2 The accept attribute

As mentioned, the accept attribute to <mv:mode> defines a list of token types and punctuation that should be scanned for when in this mode. The value of the accept attribute is a list of token types or punctuation combinations, separated by |. The restrictions are: (1) the first character of the value may not be $ and (2) the punctuation sequence cannot contain a |. (Values of accept starting with $ are reserved for possible future expansion.)

The available token types are:

attr, attribute
b64, base 64 data
char, character
cref, character reference
elt, element
eos, end-of-stream
eref, entity reference
fp, floating point
hex, hexadecimal
int, integer
label, label
ns, nonspace unicode character
pdef, parameter definition
pi, processing instruction
pref, parameter reference
uc, unicode character
uri, uri

Blank space and comments will be skipped unless uc is given as one of the types in accept="...". Thus the accept attribute is important to drive the token scanner correctly. The presence of the label type also alters the way tokenization takes place and is more specialist (and more experimental) but not described here.

For example, accept="elt|attr|[[|]]|ns" indicates that the tokenizer should accept elt tokens, attr tokens, punc tokens with value [[, punc tokens with value ]], or non-space unicode characters, and look for such tokens in this order.
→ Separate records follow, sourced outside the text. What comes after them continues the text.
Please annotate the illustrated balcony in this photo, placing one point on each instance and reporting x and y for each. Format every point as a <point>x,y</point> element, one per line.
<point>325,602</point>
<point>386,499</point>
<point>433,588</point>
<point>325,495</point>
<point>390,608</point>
Since uc is not specified, whitespace and comments in the input should be skipped.

These are documented more fully in the Token Types DTD. Note that ns is not strictly a special token type, but a version of uc that allows the tokenizer to skip space characters. Thus, in the above example, if a ns is matched the token is actually returned as a token of type uc. There isn't a distinct ns token type. Also, the punc type is not listed above as it is not itself specified in accept but rather as a user-defined punctuation sequence. If this sequence is found is is returned by the tokenizer as a punc token. The empty punctuation sequence (usually given at the end of a list of token types as in accept="...|") is allowed and turns out to be rather useful, as we shall see. Thus accept="" means to skip spaces and comments and only accept the empty punctuation sequence.

If there is no available token of a type listed in the mode's accept="..." the tokenizer returns the null token to the mode and control is passed back (as if via <mv:return/>) to the parent mode.

3 The use-indentation attribute

The use-indentation attribute has allowed values true and false.

Any token has a so-called depth which is normally its indentation or the column number that its first character is in, if the token is the first token to be read on this line, or 10000000 plus the column number otherwise. (Presence of the experimental label token-type in tha accept attribute changes these rules. This is not discussed here.) A mode has a parent token and looks for child tokens. If use-indentation="true" then the depth of all child tokens must be greater than the depth of the parent token. If no such token can be found then the mode is automatically closed, as if <mv:return/> had been executed. To ignore depth of tokens set use-indentation="false". The default is true.

4 The children attribute

A mode counts the number of its children modes as it is executed. Normally any number of children are allowed. But if children="..." is specified then this sets the maximum number of children to be allowed. If a token is read that would exceed this number, then the new token is put back onto the input and control is passed back to the parent mode as if an <abort/> command had been executed.

See also the discussion of the children-total="...", children-adjust="...", and children-remaining="..." attributes of the mv:match modes below.

5 The mv:match element

A mode typically contains a list of mv:match elements (and may also contain <mv:default> and <mv:include> elements). Matches are tried in the order they are presented in the mode.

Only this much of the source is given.